草間彌生さん

NHK-BSで放送していた草間彌生さんのドキュメンタリー。3時間なのでチビチビ観ようと思っていたが、のっけから引き込まれて一気に観てしまった。
半ば隠居に入り、気が向いたら絵筆をとる程度と思っていたが、2m四方のキャンバスを1日で埋める。それを100枚こなし、休むことなく次の100枚に取りかかる。いやまいった。齢82にしてどこからそんなエネルギーが出てくるのか。普通ではない。人間ではない。
「ウォーホールもピカソも目じゃないわ。私のほうが天才よ」と言ってのける大胆不敵。そうかと思えば、「次の100枚を仕上げたらまたあのお菓子ちょうだいね」と子供のような目。
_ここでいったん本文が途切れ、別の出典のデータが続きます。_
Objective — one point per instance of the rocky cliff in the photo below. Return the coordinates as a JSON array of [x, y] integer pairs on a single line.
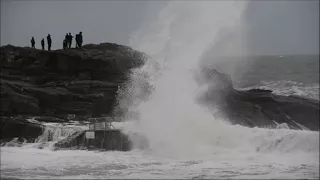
[[75, 84], [257, 107], [61, 85]]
彼女の頭の中はどうなっているのか。怖そうなので、入口にしっかり手をかけて覗いてみたい。
このような方なので、てっきり創作活動にしか興味がないと思ったら、ギャラリーに作品の値段交渉をし、さまざま広報活動もする。むかしは女性アーティストなど見向きもされなかったので、いかに自分を売り込むかが肝要だったそうだが、彼女にはその素養が身についている。
テートモダンとポンピドゥセンターのキュレーターがタッグを組み、来年にかけて欧米の一流美術館で大展覧会が催される。そこには100枚の作品も展示されるそうだが、観に行きたくてたまらない。彼女のほとばしるエネルギーを全身に浴びたい。